The meeting took place two months after the BC Liberals passed Bill 22 establishing mandatory codes of conduct for schools across BC. The Liberals left the specifics of the new codes to provincial standards to be set this summer, after rejecting two amendments that would have added sexual orientation to the bill.

Gay MLA Lorne Mayencourt said the standards would address sexual orientation and other grounds protected by the human rights code. Though he attended the July meeting, Mayencourt is travelling now and could not be reached for comment.

Anti-homophobia consultant Glen Hansman, who was also at the meeting, corroborates Chamberlain’s statement, saying the ministry’s lead representative “refused to make any promises.”

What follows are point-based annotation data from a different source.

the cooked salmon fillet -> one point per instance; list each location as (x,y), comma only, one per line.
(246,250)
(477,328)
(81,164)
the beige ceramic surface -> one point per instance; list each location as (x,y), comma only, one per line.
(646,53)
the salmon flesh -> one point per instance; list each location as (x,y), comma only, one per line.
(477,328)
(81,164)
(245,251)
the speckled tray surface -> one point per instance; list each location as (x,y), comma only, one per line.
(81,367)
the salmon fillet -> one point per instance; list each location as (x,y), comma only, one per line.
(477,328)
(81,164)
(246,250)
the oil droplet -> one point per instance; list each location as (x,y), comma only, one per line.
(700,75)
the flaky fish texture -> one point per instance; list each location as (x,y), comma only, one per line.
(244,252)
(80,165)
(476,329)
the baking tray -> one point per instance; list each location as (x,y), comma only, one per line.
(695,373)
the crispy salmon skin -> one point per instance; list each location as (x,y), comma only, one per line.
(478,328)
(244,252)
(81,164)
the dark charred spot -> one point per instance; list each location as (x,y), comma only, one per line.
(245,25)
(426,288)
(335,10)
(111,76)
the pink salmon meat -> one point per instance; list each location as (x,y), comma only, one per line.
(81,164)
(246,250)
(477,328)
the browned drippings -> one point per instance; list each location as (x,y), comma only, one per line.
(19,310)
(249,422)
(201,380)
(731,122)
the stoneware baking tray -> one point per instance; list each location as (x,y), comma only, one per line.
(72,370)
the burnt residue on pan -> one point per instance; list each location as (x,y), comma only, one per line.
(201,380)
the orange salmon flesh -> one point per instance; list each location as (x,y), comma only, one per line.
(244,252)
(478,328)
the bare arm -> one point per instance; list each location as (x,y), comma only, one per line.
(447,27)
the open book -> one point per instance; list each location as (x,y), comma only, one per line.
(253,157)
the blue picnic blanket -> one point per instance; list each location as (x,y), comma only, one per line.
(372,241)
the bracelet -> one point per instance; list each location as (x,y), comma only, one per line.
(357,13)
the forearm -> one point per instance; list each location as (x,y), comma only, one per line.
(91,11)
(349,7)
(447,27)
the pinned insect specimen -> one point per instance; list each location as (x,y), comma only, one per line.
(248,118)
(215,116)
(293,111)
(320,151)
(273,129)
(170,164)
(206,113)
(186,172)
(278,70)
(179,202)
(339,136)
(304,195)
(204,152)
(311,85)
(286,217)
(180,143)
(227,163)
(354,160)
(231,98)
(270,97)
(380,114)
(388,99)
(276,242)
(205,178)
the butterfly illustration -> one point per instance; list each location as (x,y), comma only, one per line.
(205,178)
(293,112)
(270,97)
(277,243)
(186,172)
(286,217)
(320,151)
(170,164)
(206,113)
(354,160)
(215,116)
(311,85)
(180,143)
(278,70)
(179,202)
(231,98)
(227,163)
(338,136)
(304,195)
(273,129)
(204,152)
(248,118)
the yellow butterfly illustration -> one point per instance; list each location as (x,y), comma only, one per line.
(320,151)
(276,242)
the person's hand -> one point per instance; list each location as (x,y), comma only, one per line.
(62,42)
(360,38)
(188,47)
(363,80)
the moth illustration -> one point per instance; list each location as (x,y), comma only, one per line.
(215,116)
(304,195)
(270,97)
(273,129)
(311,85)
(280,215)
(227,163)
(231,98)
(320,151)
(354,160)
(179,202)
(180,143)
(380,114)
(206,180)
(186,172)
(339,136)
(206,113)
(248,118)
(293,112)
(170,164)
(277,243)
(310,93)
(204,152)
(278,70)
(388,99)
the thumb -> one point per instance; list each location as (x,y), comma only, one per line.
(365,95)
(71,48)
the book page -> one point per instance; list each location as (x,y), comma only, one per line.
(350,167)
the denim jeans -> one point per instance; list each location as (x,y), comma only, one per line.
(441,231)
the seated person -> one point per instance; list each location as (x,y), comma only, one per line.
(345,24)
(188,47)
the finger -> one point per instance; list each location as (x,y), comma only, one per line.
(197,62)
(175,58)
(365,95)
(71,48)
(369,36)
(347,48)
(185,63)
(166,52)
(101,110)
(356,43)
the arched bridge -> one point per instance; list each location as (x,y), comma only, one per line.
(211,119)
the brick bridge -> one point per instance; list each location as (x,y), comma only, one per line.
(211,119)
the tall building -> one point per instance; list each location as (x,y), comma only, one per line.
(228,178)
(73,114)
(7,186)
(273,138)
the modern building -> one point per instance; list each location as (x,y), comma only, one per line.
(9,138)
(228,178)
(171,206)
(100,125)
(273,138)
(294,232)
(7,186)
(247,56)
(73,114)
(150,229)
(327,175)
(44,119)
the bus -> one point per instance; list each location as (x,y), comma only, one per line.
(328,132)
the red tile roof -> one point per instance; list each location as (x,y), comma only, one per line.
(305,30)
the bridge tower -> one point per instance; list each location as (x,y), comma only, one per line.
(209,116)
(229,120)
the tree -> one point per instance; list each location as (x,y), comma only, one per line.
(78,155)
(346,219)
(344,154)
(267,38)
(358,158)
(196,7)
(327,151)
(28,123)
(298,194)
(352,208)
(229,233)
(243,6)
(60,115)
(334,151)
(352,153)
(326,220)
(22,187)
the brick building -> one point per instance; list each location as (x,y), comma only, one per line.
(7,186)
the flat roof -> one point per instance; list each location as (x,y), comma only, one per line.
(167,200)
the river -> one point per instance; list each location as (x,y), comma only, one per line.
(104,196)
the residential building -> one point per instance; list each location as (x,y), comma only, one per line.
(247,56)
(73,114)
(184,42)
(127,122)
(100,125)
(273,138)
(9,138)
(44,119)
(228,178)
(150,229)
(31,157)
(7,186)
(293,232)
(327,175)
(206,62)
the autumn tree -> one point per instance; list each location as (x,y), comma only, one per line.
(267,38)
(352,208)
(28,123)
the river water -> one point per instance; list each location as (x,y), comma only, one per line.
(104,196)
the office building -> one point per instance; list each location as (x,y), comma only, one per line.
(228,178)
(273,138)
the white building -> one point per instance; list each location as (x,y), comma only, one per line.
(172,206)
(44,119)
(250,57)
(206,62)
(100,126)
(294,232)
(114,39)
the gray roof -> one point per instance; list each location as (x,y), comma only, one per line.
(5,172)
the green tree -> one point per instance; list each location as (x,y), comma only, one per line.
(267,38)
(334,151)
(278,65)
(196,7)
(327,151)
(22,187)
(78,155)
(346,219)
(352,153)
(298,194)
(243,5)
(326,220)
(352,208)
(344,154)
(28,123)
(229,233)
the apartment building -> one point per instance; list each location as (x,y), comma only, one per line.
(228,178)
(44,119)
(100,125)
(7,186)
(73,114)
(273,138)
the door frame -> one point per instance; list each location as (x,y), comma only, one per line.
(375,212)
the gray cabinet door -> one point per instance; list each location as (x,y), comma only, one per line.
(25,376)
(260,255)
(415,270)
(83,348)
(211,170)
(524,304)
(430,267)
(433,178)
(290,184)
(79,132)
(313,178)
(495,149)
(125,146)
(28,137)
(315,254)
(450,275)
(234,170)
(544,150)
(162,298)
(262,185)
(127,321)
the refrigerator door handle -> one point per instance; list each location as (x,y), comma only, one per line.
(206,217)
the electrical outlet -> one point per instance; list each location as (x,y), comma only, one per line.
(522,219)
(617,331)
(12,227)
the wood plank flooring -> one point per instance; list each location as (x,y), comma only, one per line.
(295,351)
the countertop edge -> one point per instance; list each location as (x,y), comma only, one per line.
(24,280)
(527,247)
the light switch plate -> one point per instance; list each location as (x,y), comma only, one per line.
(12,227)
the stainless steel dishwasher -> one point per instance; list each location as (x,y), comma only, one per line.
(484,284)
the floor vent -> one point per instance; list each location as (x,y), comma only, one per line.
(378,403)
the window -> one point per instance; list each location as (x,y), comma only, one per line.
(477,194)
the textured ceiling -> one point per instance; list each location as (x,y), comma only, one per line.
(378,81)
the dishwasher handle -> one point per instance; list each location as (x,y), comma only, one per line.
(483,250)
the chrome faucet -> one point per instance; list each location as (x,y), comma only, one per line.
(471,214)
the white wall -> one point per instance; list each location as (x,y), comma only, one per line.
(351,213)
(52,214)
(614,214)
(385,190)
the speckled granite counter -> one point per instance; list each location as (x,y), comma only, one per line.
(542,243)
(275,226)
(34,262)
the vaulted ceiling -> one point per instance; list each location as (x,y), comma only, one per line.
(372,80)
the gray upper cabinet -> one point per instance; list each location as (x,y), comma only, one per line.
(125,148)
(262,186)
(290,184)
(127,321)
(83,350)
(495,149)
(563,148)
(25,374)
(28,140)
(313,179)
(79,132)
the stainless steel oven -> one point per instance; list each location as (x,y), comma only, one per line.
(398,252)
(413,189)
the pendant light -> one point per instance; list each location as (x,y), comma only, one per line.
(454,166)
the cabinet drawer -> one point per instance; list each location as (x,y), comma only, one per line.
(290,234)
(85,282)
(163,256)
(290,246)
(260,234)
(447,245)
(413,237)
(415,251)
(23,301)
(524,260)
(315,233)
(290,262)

Hansman says he finds the government’s reluctance to include sexual orientation in the codes “completely ridiculous and perplexing.”

“We’ve not had any reluctance about looking at how we express concern that schools are safe places for the diverse number of students that we have,” counters education minister Shirley Bond. “We haven’t come to a final decision yet about what the form of the actual code of conduct will look like. We’ve had significant consultation and we’re still working on how in fact we will have that expressed in the standards,” Bond continues, reiterating “there’s no reluctance at all to respect diversity.”

Asked if it is her government’s intention to refer to the human rights code that already lists sexual orientation as a protected category, Bond refuses to be pinned down.

“I didn’t say that. What I said is the discussion is taking place as to how we might best capture the need for school districts to respect the diversity of students in British Columbia. It may include a reference to the human rights code,” she says.

Bond maintains one of her biggest concerns is the “inconsistent practice” across school districts with regard to codes of conduct. Discussions will continue over the next several weeks, she says.

Hansman predicts the new standards will only be “an upgrade” of existing school policies that don’t explicitly prohibit harassment on the basis of sexual orientation.

He is also concerned that the codes’ development is “behind schedule.”

When asked about the timeframe for implementation, Bond says there isn’t a date “wherein which we will say, ‘Here’s the code of conduct, this is how it works.’

“Of course, we’re on schedule,” she asserts, noting that legislation was “only passed in May” with consultation going on throughout the summer.

“Our job is to provide to school districts provincial standards around which they will create their codes of conduct,” she says, adding it will take districts “some time to work through that.”

The codes have to include gender identity and sexual orientation, maintains GALE’s Steve LeBel. “If we only leave it up to districts to do it if they’re so interested, then the places where the problem is the worst are the ones where there is going to be the least action,” he predicts.